In my last posts under How to Self-Publish, I focused on promotion through family and friends, a website and blogging, social media and appearances like library presentations. These are all ways a writer can publicize his name and books for free.
This post is a catchall for additional promotional techniques that only cost the writer time. In the weeks to come, I’ll complete my thoughts on promotion by discussing reviews, techniques that cost money and the need for an overall strategy.
Email. In a world of social media and texting, email feels old school. Even so, many people advocate that writers continue to use email to stay in touch with current and potential readers. Usually, the advice is to distribute newsletters by email. Jane Friedman has an excellent blog on this type of promotion.
Email is seen as a more direct, intimate and stable form of communication than social media. Since addressees are already inundated with email, writers need to develop and maintain their lists in a manner that respects the privacy of addressees. They should use proper subscription services with clear opt-in and opt-out rights reflecting current laws.

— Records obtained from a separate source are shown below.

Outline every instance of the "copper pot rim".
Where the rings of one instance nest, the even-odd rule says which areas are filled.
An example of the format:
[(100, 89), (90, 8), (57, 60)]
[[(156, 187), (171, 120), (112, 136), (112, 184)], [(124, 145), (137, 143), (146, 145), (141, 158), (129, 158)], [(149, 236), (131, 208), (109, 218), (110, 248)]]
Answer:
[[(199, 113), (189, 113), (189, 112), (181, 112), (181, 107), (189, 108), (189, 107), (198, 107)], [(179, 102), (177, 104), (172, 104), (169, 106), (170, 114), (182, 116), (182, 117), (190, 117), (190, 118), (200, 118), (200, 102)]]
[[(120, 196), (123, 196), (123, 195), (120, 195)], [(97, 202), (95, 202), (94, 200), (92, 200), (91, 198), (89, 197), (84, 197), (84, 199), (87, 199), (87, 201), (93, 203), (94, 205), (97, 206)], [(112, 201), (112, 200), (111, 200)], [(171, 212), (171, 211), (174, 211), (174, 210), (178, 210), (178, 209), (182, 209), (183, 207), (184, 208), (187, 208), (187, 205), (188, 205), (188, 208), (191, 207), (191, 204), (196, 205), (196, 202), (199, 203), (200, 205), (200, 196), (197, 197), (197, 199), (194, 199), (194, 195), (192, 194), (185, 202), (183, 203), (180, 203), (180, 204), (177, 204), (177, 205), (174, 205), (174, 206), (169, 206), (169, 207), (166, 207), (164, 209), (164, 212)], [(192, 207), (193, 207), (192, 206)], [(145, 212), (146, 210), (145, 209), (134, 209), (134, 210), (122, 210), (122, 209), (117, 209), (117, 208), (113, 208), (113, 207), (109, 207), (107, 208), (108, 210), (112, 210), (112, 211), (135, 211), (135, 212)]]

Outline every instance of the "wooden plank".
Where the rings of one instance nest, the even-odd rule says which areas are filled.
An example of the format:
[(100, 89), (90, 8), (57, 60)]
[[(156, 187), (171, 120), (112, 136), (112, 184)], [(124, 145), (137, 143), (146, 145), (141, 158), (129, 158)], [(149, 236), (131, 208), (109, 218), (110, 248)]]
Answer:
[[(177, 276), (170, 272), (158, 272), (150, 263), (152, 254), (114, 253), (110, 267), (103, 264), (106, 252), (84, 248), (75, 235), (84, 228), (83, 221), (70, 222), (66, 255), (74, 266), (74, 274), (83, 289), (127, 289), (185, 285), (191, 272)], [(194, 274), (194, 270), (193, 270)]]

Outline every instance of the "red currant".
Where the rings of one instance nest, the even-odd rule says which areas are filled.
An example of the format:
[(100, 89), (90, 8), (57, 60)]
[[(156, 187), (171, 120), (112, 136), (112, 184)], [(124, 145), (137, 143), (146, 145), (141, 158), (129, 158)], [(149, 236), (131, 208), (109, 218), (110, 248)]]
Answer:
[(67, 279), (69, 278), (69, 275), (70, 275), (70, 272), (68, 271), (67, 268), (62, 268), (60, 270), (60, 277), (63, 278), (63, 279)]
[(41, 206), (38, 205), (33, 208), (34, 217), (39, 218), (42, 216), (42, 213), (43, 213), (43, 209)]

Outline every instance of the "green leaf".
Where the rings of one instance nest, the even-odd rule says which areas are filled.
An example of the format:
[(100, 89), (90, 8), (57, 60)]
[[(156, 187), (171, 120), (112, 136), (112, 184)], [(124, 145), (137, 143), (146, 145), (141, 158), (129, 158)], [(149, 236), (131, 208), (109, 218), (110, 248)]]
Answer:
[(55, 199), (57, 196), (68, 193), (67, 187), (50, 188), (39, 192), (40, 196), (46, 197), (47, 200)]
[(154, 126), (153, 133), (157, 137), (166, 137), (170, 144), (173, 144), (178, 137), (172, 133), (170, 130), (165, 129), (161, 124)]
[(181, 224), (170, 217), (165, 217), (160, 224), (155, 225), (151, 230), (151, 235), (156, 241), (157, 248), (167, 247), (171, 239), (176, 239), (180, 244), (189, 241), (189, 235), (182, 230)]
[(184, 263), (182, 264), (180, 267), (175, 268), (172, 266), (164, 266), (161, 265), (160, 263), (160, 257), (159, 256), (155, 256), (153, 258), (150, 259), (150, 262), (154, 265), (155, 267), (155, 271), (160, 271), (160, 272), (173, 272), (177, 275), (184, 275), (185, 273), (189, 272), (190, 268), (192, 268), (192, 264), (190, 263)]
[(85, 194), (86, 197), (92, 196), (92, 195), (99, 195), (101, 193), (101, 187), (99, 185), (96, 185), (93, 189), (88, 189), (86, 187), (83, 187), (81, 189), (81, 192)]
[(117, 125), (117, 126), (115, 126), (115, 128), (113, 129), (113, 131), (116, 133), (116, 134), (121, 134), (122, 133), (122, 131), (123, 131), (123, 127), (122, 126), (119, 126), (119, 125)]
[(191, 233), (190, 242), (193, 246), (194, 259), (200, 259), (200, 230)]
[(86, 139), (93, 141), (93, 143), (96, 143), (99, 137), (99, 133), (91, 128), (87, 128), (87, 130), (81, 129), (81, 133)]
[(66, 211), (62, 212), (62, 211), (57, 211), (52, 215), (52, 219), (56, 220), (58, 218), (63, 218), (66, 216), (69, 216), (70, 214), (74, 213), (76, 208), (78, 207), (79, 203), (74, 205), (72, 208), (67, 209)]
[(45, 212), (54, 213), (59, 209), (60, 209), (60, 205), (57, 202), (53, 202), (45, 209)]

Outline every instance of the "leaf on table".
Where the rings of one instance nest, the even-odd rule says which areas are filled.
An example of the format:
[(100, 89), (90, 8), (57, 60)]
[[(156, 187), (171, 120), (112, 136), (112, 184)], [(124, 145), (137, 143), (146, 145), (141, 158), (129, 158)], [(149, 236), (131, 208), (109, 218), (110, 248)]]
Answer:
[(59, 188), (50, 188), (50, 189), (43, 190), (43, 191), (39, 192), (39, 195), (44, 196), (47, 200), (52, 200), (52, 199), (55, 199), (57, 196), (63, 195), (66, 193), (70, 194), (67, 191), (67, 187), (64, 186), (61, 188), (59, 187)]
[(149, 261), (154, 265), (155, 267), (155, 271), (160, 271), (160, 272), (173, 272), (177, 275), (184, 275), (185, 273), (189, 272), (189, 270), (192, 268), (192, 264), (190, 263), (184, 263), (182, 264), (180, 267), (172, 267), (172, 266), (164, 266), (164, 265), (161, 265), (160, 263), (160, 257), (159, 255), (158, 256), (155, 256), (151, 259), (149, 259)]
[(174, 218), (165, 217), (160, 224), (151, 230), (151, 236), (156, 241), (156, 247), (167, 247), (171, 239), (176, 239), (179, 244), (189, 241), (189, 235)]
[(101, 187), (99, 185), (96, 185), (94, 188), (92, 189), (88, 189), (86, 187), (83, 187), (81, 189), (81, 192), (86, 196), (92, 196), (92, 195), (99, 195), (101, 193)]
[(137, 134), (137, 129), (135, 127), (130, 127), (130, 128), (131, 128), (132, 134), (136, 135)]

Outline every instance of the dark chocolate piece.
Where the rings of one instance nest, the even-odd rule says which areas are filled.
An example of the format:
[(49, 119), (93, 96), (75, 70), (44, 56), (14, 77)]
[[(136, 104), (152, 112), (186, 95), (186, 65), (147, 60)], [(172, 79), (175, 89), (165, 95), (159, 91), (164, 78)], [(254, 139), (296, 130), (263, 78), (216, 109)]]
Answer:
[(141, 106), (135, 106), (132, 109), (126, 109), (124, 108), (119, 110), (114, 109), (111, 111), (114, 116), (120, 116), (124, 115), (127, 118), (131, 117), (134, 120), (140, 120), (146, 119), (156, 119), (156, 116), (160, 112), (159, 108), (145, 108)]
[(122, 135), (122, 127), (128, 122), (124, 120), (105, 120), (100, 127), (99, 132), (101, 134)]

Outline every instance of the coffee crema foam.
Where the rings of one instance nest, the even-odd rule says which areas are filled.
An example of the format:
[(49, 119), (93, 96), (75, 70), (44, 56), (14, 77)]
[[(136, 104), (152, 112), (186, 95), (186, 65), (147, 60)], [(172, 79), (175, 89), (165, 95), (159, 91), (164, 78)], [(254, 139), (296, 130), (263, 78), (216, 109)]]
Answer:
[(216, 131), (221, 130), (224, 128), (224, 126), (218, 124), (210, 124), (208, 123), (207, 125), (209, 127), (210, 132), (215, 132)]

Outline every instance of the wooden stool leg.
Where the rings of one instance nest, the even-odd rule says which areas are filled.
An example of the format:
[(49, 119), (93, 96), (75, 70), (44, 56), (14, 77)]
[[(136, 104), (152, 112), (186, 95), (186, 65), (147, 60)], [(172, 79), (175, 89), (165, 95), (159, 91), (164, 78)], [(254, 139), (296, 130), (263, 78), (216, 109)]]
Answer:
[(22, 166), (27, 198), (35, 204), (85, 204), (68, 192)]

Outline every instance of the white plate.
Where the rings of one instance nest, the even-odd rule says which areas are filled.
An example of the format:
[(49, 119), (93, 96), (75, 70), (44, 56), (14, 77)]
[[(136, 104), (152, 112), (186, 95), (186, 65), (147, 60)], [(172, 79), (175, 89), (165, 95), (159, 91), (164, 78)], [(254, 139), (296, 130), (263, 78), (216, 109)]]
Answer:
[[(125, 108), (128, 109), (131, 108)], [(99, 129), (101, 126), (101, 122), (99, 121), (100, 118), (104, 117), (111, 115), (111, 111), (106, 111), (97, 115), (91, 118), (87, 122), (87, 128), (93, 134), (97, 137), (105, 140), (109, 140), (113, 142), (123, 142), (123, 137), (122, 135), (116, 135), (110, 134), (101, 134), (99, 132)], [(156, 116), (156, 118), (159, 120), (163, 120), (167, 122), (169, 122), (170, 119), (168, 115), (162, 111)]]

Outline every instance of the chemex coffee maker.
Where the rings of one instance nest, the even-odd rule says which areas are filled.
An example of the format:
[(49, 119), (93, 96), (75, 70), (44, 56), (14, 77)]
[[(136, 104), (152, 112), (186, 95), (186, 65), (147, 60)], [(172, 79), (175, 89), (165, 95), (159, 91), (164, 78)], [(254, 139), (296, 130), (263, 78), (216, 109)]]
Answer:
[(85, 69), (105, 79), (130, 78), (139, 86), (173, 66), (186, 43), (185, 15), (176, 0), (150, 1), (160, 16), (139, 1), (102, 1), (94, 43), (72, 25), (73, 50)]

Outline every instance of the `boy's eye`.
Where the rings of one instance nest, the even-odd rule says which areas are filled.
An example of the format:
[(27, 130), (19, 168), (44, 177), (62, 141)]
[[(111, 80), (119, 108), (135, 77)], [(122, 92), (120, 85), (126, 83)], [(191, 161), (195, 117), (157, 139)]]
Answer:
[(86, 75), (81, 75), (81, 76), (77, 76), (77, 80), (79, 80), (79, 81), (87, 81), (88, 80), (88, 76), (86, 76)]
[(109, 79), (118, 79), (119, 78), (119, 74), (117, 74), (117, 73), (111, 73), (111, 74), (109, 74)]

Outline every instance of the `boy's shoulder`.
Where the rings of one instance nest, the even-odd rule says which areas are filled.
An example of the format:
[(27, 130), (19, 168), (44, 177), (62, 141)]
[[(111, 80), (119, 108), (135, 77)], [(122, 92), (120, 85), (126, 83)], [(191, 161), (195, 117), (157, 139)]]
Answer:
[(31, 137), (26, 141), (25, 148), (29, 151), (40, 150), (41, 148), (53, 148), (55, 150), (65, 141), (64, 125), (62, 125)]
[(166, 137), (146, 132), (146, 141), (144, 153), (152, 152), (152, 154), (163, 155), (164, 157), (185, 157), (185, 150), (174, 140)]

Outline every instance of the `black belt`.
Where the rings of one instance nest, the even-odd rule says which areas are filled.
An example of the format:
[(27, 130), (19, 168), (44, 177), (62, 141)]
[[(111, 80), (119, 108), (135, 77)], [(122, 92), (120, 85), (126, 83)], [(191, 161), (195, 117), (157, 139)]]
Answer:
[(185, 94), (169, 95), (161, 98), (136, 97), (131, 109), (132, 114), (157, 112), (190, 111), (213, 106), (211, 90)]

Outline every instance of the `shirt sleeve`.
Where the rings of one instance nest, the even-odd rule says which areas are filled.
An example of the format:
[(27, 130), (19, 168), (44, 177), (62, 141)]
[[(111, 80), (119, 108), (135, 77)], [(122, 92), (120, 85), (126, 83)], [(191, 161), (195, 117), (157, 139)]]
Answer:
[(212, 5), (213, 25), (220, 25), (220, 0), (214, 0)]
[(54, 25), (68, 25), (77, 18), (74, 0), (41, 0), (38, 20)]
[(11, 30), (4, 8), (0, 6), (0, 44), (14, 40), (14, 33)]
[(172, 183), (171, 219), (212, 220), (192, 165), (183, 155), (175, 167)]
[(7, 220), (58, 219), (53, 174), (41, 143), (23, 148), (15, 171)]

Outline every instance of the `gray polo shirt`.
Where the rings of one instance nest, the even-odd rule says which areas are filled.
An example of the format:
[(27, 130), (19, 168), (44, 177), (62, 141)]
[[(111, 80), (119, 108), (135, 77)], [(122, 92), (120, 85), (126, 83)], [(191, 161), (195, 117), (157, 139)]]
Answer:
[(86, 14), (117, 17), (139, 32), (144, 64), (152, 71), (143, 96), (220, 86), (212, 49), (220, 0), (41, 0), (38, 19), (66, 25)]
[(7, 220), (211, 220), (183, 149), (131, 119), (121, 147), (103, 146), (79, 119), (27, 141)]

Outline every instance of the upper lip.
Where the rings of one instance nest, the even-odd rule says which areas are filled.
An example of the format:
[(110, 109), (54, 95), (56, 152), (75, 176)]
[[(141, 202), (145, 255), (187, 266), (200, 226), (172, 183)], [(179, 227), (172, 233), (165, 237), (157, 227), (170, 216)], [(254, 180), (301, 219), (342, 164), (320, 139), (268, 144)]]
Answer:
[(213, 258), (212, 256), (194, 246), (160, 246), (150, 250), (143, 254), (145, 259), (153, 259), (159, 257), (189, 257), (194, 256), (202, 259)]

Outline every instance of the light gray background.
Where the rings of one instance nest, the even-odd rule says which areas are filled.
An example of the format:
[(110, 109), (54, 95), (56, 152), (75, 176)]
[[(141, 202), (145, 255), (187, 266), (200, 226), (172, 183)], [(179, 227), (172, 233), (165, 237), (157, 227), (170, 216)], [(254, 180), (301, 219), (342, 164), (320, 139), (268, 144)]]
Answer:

Newsletters. The content of newsletters often relates to the writer or his books since people who’ve given their email address are assumed to be interested in this. However, newsletter content can extend to matters of broader interest or opinion and could overlap with a writer’s blog.
To date, I’ve only used email to promote releases of my books and I don’t have a newsletter. I need to figure out how to write blog posts more quickly…
Book-Based Social Networks. Beyond the giant, general purpose social networks like Facebook, there are several sites that focus on reading. Among them are Goodreads (an Amazon company), booktalk and Shelfari (another Amazon company).
These networks are mainly for readers to share about what they’ve read. Writers may be able to supplement that content with information about themselves but the networks aren’t environments for hard pitches. Better for a writer to share about what he’s reading.
Author Profile Pages. Online platforms that a self-pub writer uses to sell books may permit him to create a page with a picture, bio, reviews and other personal content. Examples are Amazon.com and Amazon.co.uk. Book-based social networks like Goodreads offer writers similar opportunities to create profiles.